After Taste

By / Wine + Drinks / November 9th, 2022 / Like

This article originally appeared in the Winter 2021/2022 print issue of Quench Magazine. 

LONG BEFORE I GOT INTO THE WINE WRITING BUSINESS, I VISITED THE HOME OF A SPANISH FRIEND WHOM I HAD MET IN LONDON, ENGLAND.

His family owned a bodega in Jerez de la Frontera, where at lunch and dinner three generations of the family would come together around a large table. There, children, as young as four, sat with the adults, and in front of each place was a small copita. As the bottle of fino sherry was circulated around the table, an ounce or so was poured for the children and then watered down.

The father of my host, who owned the bodega, saw the look of surprise on my face as the children raised their glasses to toast me as a guest in their house.

“You seem surprised that the children are drinking wine,” he said to me. “As you see, what they are drinking is diluted. This way, we are teaching them to respect alcohol and to pay tribute to the wine that has put food on our table.”

In the following years I have been privileged to lunch or dine in the homes of many European wine families, and I have witnessed the same sharing of wine with children too young to hold a driver’s license. I contrasted this with my own upbringing in London and Montreal. My parents did not drink alcohol, but they kept a bottle of wine for sacramental purposes. Every Friday evening my mother would light the Sabbath candles, and my father would say a prayer over the bread while pouring a thimble of wine into a silver goblet.

The blessing was in Hebrew – a prayer recited over a cup of wine immediately before the meal on the eve of the Sabbath, which translates as, “Blessed art Thou, oh Lord our God, Ruler of the universe, who brings forth bread from the earth.”

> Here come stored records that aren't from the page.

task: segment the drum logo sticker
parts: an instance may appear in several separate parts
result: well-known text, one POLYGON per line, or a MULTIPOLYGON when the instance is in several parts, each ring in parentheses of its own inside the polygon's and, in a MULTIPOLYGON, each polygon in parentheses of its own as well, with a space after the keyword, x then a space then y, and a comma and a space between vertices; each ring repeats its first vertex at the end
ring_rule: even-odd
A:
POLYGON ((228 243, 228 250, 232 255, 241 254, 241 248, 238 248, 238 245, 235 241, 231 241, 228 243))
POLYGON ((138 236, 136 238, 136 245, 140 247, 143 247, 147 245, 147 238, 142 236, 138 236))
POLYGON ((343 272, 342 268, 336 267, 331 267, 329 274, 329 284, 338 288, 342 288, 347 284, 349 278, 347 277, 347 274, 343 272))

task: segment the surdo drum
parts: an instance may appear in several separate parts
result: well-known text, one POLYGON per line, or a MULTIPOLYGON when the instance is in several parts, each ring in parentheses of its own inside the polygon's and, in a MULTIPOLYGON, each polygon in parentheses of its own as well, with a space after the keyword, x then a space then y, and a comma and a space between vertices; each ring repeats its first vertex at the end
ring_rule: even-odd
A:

This same ritual of wine and bread is central to the Christian faith as the Eucharist – a commemoration of Jesus’s Last Supper with his disciples. After reciting the blessing over the wine and bread, my father would raise the goblet and take a sip, barely wetting his lips. Then he would pass the goblet to me.

Now, that bottle of wine my mother brought out every Friday night was stored thereafter in a heated linen closet.
I mentioned that she only poured a thimbleful, which meant that the bottle lasted for at least a year. Resting in that warm environment, it began to oxidize as soon as the cork was pulled. Naturally, it was a sweet kosher wine. The result was that the wine tasted like lukewarm prune juice.

After such an introduction to wine, how then did I become a wine writer?

It took a lot of beer as a McGill student to rinse away the memory of that Friday night wine, I can tell you. When I went to Dublin for post-graduate work Guinness also helped; but it wasn’t until I moved to London in the 1960s that I began to take an interest in wine. I signed up for a training course at Grants of St. James’s, a leading wine merchant in London. The course was given by the late Gordon Bucklitsch, who ignited my interest in wine and made me realise there was a world of pleasure to be had from the fermented grape beyond lukewarm kosher wine.

In thanks for his awakening in me a love of wine, I modelled my wine writer detective, Ezra Brant on him. Bucklitsch taught me that there are two stages in an oenophile’s life. The first is the discovery of wine. The second is the revelation of fine wine.

RIP Gordon Bucklitsch.

ABOUT THE AUTHOR

Tony Aspler, Order of Canada recipient, has been writing about wine since 1975. He is the author of 18 wine books, including The Wine Atlas of Canada and three wine murder mystery novels. The best concert he ever attended was Rush with the Tragically Hip as the opening band. His favourite comfort food is milk chocolate and his cocktail of choice is a Kir Royale. At home, he drinks wine (lots of wine).